Sekembalinya saya ke Zurich dari Praha saya menemui teman dekat saya,
seorang ahli matematika, Marcel Grossmann. Ia membantu saya mencarikan
referensi-referensi matematika yang agak asing bagi saya ketika saya
masih di kantor paten Swiss di Bern. Inilah untuk pertamakali saya
belajar darinya hasil karya Curbastro Ricci serta makalah-makalah
Riemann. Saya tanyakan kepadanya apakah masalah saya dapat diselesaikan
dengan teori Riemann, yaitu apakah invarian dari elemen garis cukup
untuk menentukan seluruh koefisien yang saya cari. Selanjutnya, saya
berkolaborasi dengannya dalam menulis sebuah makalah pada tahun 1913,
meski persamaan gravitasi yang sesungguhnya belum dapat diturunkan saat
itu.
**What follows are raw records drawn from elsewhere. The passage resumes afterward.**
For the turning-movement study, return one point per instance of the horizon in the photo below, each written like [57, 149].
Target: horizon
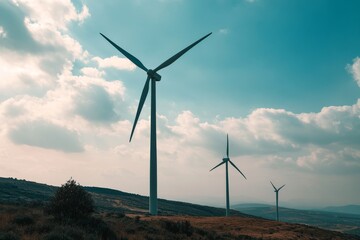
[281, 78]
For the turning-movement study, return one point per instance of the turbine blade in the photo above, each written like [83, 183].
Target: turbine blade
[141, 104]
[227, 145]
[273, 186]
[237, 168]
[126, 54]
[179, 54]
[217, 166]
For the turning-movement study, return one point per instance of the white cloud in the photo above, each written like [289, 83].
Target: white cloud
[354, 69]
[92, 72]
[2, 32]
[224, 31]
[115, 62]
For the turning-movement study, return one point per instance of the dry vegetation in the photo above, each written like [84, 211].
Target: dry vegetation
[30, 223]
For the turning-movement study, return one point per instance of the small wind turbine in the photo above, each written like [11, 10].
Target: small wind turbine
[227, 160]
[276, 190]
[153, 76]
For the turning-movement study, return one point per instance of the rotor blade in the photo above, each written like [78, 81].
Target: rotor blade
[273, 186]
[227, 145]
[179, 54]
[141, 104]
[217, 166]
[126, 54]
[281, 187]
[237, 168]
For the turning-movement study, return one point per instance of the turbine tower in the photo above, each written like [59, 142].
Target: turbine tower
[276, 190]
[154, 77]
[227, 160]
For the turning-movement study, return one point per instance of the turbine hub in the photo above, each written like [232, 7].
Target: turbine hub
[153, 75]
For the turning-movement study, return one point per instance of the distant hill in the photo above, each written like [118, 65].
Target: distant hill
[22, 191]
[343, 222]
[349, 209]
[205, 222]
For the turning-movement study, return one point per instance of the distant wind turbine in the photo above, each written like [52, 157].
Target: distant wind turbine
[153, 76]
[276, 190]
[227, 160]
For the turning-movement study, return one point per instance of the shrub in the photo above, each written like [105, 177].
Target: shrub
[71, 201]
[182, 227]
[9, 236]
[23, 220]
[65, 233]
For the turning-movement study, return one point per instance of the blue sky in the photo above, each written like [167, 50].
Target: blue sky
[281, 77]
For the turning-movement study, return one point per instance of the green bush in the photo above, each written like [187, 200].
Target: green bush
[65, 233]
[23, 220]
[181, 227]
[9, 236]
[71, 202]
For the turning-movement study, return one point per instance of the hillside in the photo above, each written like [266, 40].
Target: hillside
[21, 191]
[349, 209]
[347, 223]
[124, 215]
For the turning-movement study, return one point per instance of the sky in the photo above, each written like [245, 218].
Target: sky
[282, 78]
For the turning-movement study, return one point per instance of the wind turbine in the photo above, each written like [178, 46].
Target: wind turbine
[227, 160]
[276, 190]
[153, 76]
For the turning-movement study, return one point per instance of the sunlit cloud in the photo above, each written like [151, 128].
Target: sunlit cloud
[115, 62]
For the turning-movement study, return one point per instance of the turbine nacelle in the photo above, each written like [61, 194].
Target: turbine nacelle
[153, 75]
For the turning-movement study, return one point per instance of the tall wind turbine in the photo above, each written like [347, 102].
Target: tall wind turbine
[153, 76]
[227, 160]
[276, 190]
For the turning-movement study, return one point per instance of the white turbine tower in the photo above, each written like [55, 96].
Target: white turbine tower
[227, 160]
[276, 190]
[154, 77]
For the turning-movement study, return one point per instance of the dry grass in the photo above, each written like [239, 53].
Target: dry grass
[30, 223]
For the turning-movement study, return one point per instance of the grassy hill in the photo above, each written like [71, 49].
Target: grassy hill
[343, 222]
[123, 216]
[21, 191]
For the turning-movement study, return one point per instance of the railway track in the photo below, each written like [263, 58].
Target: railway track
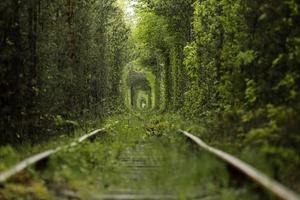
[136, 164]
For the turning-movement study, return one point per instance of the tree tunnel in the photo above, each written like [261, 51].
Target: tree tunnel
[138, 88]
[140, 91]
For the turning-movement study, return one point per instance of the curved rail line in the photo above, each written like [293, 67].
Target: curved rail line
[259, 177]
[4, 176]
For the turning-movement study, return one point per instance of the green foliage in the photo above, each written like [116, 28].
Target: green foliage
[58, 59]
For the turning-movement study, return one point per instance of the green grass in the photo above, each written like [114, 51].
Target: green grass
[96, 168]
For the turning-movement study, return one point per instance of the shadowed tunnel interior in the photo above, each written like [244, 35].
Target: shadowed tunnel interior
[140, 91]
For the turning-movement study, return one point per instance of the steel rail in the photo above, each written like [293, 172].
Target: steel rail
[4, 176]
[259, 177]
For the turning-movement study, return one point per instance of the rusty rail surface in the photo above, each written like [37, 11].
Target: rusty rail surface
[257, 176]
[4, 176]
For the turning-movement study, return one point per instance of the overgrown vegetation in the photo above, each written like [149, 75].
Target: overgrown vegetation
[60, 65]
[233, 65]
[229, 68]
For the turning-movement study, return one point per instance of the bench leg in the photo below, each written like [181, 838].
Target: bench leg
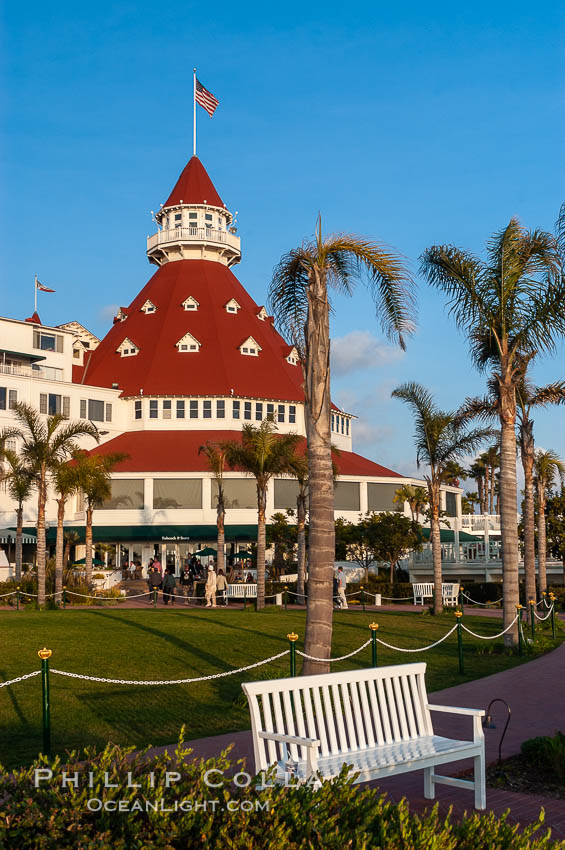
[480, 782]
[429, 788]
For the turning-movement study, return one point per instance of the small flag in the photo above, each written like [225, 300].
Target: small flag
[205, 98]
[43, 288]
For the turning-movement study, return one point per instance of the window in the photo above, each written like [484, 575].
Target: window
[47, 342]
[239, 494]
[127, 494]
[346, 496]
[177, 493]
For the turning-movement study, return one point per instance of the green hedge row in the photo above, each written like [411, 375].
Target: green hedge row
[339, 816]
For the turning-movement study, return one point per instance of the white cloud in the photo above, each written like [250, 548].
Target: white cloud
[361, 350]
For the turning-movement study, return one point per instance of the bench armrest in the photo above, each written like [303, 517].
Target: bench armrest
[475, 713]
[452, 709]
[311, 744]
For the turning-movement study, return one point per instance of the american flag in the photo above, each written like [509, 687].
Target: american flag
[206, 99]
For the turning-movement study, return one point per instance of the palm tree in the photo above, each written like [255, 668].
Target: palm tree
[66, 484]
[439, 440]
[509, 306]
[416, 497]
[47, 442]
[94, 479]
[216, 458]
[261, 453]
[20, 483]
[300, 303]
[548, 464]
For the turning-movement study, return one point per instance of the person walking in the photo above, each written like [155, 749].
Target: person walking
[210, 589]
[341, 582]
[169, 584]
[222, 586]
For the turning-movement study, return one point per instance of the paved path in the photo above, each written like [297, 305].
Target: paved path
[536, 694]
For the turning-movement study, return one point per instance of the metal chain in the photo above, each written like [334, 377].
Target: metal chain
[422, 648]
[20, 679]
[331, 660]
[490, 637]
[170, 681]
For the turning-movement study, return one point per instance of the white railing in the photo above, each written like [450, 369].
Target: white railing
[46, 372]
[193, 234]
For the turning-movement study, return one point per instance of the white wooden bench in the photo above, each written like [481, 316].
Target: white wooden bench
[425, 590]
[241, 591]
[377, 721]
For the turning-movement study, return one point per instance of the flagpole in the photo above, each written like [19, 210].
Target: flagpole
[194, 114]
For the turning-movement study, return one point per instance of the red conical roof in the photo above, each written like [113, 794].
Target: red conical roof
[194, 187]
[159, 368]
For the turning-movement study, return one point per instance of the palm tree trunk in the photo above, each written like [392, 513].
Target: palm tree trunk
[435, 535]
[301, 553]
[59, 548]
[527, 452]
[221, 560]
[321, 546]
[508, 506]
[19, 538]
[41, 547]
[261, 545]
[88, 543]
[542, 541]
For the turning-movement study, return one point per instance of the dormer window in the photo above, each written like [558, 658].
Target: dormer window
[188, 344]
[232, 306]
[190, 303]
[250, 347]
[127, 348]
[292, 357]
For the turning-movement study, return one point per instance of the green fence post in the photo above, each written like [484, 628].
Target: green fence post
[374, 659]
[532, 620]
[552, 600]
[459, 614]
[292, 638]
[45, 655]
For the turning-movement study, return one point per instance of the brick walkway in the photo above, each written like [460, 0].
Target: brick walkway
[536, 694]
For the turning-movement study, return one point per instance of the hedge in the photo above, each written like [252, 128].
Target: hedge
[337, 817]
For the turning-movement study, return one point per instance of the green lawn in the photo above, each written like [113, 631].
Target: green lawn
[160, 644]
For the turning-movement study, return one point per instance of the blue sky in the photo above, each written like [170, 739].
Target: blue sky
[410, 123]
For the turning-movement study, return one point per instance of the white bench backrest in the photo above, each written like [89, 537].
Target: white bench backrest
[349, 711]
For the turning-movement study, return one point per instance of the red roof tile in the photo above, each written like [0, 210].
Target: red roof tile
[218, 367]
[194, 187]
[177, 451]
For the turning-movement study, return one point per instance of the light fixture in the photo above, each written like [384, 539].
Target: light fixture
[488, 722]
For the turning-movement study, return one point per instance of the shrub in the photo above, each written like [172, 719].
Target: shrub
[338, 816]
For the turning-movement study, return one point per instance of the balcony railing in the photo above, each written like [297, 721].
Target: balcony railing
[48, 373]
[193, 234]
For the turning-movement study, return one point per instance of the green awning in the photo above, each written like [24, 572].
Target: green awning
[447, 535]
[157, 533]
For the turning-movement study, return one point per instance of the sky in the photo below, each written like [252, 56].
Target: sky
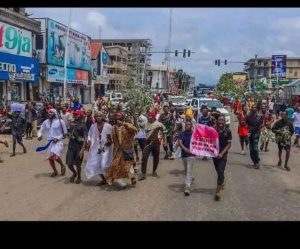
[235, 34]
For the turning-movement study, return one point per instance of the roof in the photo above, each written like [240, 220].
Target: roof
[95, 49]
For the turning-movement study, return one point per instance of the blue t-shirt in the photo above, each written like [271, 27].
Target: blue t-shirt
[289, 112]
[186, 137]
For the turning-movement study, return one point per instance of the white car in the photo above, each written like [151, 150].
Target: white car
[197, 103]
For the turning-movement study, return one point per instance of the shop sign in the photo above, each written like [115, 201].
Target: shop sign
[18, 68]
[74, 76]
[15, 41]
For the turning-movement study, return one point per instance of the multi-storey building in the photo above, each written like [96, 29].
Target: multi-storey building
[19, 67]
[139, 55]
[117, 69]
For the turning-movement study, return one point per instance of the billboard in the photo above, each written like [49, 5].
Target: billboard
[15, 41]
[239, 78]
[18, 68]
[74, 76]
[280, 70]
[79, 47]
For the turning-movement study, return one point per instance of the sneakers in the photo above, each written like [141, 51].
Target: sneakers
[187, 190]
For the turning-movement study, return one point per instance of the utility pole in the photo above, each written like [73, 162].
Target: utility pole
[66, 58]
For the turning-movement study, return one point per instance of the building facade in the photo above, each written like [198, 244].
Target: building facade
[258, 68]
[19, 67]
[99, 76]
[139, 55]
[51, 44]
[117, 69]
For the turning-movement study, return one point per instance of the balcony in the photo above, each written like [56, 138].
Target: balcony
[19, 20]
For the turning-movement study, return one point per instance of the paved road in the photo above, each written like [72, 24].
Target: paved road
[271, 193]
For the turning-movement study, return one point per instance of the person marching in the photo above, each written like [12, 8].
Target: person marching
[225, 137]
[76, 146]
[99, 147]
[167, 119]
[283, 130]
[56, 131]
[122, 164]
[188, 159]
[153, 127]
[266, 135]
[243, 129]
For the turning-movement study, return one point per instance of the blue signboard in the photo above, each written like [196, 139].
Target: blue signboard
[279, 66]
[79, 47]
[19, 68]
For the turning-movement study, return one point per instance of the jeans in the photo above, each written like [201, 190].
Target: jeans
[253, 147]
[188, 163]
[220, 164]
[151, 147]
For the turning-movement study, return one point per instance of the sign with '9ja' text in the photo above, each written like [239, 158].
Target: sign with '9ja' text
[15, 41]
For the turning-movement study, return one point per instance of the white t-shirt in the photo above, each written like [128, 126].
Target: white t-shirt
[142, 121]
[296, 118]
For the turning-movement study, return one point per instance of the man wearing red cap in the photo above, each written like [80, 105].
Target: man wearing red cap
[153, 127]
[77, 144]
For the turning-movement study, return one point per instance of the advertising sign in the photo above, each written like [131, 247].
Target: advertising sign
[79, 47]
[280, 69]
[14, 40]
[74, 76]
[239, 78]
[205, 141]
[18, 68]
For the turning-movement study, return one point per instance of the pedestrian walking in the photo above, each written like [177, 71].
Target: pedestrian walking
[283, 130]
[99, 145]
[167, 119]
[188, 158]
[266, 133]
[255, 123]
[123, 134]
[77, 144]
[243, 129]
[56, 131]
[225, 137]
[153, 127]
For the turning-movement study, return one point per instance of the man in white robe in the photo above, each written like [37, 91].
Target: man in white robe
[100, 148]
[56, 130]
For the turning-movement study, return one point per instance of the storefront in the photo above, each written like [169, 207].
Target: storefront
[15, 73]
[77, 81]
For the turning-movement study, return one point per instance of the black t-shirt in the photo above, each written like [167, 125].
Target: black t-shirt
[78, 132]
[186, 137]
[225, 137]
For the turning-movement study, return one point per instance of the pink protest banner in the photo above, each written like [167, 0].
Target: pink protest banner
[205, 141]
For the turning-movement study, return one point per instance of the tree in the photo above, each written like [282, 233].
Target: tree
[227, 85]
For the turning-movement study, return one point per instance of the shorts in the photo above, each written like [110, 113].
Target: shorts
[297, 131]
[285, 147]
[72, 157]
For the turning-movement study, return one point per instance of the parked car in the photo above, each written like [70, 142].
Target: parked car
[178, 102]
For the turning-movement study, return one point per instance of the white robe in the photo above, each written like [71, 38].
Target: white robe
[98, 163]
[55, 131]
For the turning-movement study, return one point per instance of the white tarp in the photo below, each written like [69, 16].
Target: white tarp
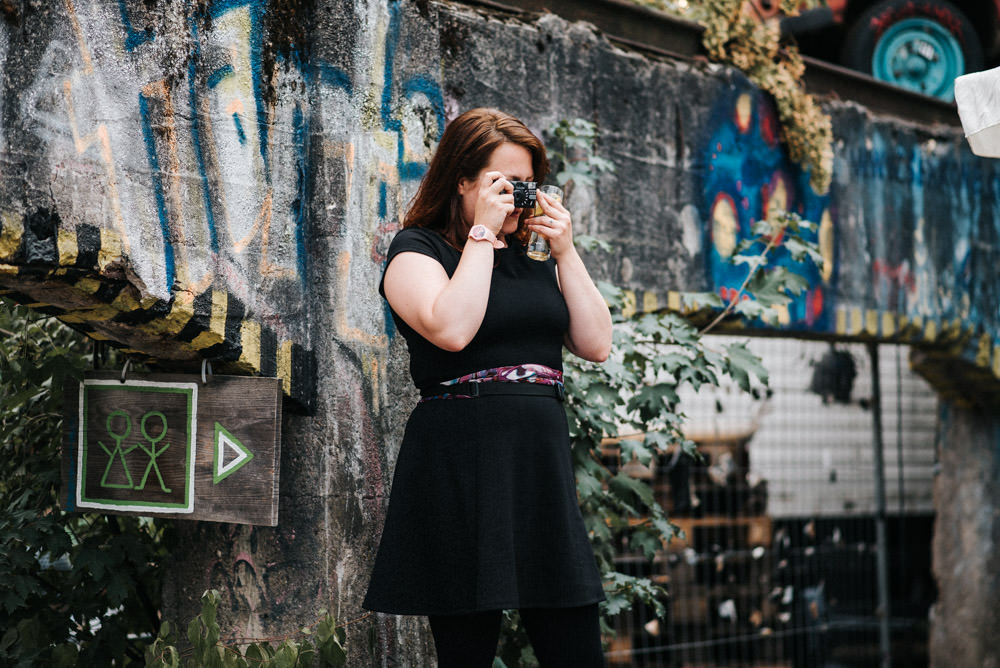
[978, 98]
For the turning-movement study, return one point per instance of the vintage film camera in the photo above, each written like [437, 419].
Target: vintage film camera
[524, 194]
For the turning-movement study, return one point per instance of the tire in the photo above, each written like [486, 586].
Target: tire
[920, 45]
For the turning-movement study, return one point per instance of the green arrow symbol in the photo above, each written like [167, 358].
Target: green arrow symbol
[227, 444]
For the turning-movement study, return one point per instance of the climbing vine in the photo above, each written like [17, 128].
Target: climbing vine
[736, 34]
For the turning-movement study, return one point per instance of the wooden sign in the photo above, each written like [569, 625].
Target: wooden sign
[174, 446]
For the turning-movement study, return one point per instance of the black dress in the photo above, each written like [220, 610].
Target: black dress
[483, 512]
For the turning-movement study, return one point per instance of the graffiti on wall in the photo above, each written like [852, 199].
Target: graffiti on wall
[747, 175]
[209, 165]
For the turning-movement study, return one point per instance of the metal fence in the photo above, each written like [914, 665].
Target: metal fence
[785, 515]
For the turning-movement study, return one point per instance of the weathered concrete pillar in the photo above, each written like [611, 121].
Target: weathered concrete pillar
[965, 621]
[220, 180]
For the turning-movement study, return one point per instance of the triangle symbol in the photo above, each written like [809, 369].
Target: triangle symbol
[228, 446]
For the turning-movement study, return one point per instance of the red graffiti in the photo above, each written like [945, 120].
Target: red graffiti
[899, 275]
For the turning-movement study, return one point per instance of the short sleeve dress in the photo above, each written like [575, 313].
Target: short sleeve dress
[483, 512]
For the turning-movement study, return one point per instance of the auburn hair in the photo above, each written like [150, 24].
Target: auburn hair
[464, 150]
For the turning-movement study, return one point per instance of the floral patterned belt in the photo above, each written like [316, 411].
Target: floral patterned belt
[533, 379]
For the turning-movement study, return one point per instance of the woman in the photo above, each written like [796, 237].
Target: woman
[483, 514]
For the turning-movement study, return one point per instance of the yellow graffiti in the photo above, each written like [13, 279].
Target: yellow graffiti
[724, 226]
[171, 174]
[88, 63]
[871, 322]
[10, 234]
[250, 344]
[102, 140]
[649, 302]
[284, 365]
[216, 332]
[66, 244]
[344, 328]
[826, 245]
[888, 324]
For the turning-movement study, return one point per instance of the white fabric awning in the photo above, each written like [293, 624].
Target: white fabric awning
[978, 98]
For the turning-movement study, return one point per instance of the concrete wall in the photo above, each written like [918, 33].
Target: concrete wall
[221, 179]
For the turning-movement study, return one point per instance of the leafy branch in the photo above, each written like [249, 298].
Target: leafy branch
[322, 642]
[736, 34]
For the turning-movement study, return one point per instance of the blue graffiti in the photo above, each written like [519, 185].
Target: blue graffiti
[745, 166]
[410, 87]
[157, 176]
[133, 38]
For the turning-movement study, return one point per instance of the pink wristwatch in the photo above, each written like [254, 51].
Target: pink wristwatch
[482, 233]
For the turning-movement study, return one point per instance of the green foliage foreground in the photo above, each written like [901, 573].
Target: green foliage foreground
[75, 589]
[83, 589]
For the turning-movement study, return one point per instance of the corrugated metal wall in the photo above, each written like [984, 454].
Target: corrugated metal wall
[779, 564]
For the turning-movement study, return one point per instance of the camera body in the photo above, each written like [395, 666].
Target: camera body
[524, 194]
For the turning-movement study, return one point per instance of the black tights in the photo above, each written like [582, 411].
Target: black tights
[569, 637]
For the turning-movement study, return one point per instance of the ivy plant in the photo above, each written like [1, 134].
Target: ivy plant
[735, 34]
[636, 394]
[75, 589]
[321, 643]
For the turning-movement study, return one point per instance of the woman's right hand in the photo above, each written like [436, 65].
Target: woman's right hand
[495, 202]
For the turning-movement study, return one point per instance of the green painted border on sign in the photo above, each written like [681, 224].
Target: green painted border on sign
[145, 387]
[217, 455]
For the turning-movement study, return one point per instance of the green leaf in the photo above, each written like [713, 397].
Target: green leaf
[741, 363]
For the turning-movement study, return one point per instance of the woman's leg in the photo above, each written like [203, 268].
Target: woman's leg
[466, 641]
[565, 637]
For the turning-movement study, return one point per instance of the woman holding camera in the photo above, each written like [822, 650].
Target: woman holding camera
[483, 514]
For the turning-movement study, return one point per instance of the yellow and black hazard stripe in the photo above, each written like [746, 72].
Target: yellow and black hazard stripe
[212, 325]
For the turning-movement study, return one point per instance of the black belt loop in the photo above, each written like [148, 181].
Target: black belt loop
[477, 390]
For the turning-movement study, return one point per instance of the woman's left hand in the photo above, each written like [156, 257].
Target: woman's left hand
[555, 224]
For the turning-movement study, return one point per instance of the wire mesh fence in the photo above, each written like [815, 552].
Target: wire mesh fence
[783, 519]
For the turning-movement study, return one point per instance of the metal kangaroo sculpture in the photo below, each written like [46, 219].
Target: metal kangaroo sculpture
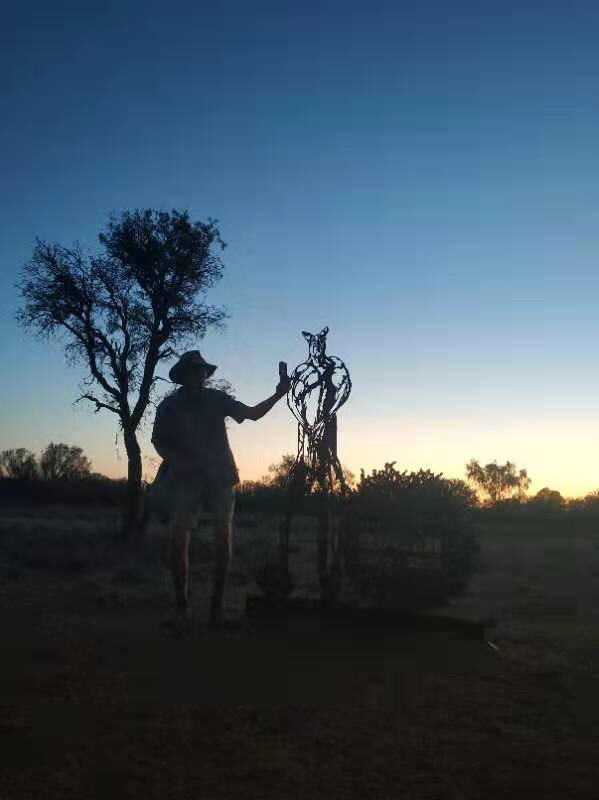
[319, 388]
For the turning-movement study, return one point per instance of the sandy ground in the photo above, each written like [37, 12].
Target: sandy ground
[98, 701]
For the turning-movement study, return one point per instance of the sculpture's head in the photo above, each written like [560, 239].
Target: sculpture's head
[317, 343]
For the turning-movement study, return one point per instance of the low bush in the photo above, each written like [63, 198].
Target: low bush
[409, 537]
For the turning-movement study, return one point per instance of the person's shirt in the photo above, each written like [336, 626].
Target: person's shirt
[192, 432]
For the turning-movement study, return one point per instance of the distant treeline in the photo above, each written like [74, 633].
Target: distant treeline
[95, 490]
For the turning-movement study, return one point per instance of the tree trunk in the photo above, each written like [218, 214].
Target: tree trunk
[133, 509]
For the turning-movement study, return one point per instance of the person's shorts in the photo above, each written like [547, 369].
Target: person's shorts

Penyelidikan lebih lanjut dengan menggunakan teori Riemann,
sayangnya, menghasilkan banyak kesimpulan yang bertentangan dengan
harapan saya.
Dua tahun berikutnya berlalu saat
saya masih memutar otak untuk memecahkan masalah ini. Pada akhirnya
saya menemukan satu kesalahan pada perhitungan saya sebelumnya. Saya
kembali mencoba menurunkan persamaan gravitasi yang benar berdasarkan
teori invarian. Setelah dua minggu bekerja, jawaban akhir muncul di
depan saya.
Setelah tahun 1915 saya mulai
mengerjakan problem kosmologi. Riset yang saya lakukan menyangkut
geometri dan waktu jagad raya. Riset ini didasarkan pada pembahasan
syarat batas teori relativitas umum dan argumen kelembaman Mach. Meski
saya tidak mengetahui sejauh mana dampak ide Mach pada substansi
relativitas umum dari kelembaman, saya yakin bahwa pemikiran besar ini
merupakan filosopi dasar saya.
Mula-mula saya
mencoba membuat syarat batas persamaan gravitasi menjadi invarian.
Belakangan saya bahkan dapat menghilangkan batasan ini dengan asumsi
bahwa jagad raya bersifat tertutup. Dengan demikian saya berhasil
memecahkan masalah kosmologi. Sebagai hasilnya diperoleh bahwa
kelembaman muncul sebagai satu sifat relatif di antara materi dan
haruslah lenyap jika tidak ada benda lain yang berinteraksi dengannya.
Saya yakin jika sifat penting ini membuat teori relativitas umum
memuaskan kita bahkan dalam pandangan epistemologi sekalipun.
Dengan ini saya ingin mengakhiri cerita singkat saya tentang bagaimana saya membangun teori relativitas. Terimakasih banyak.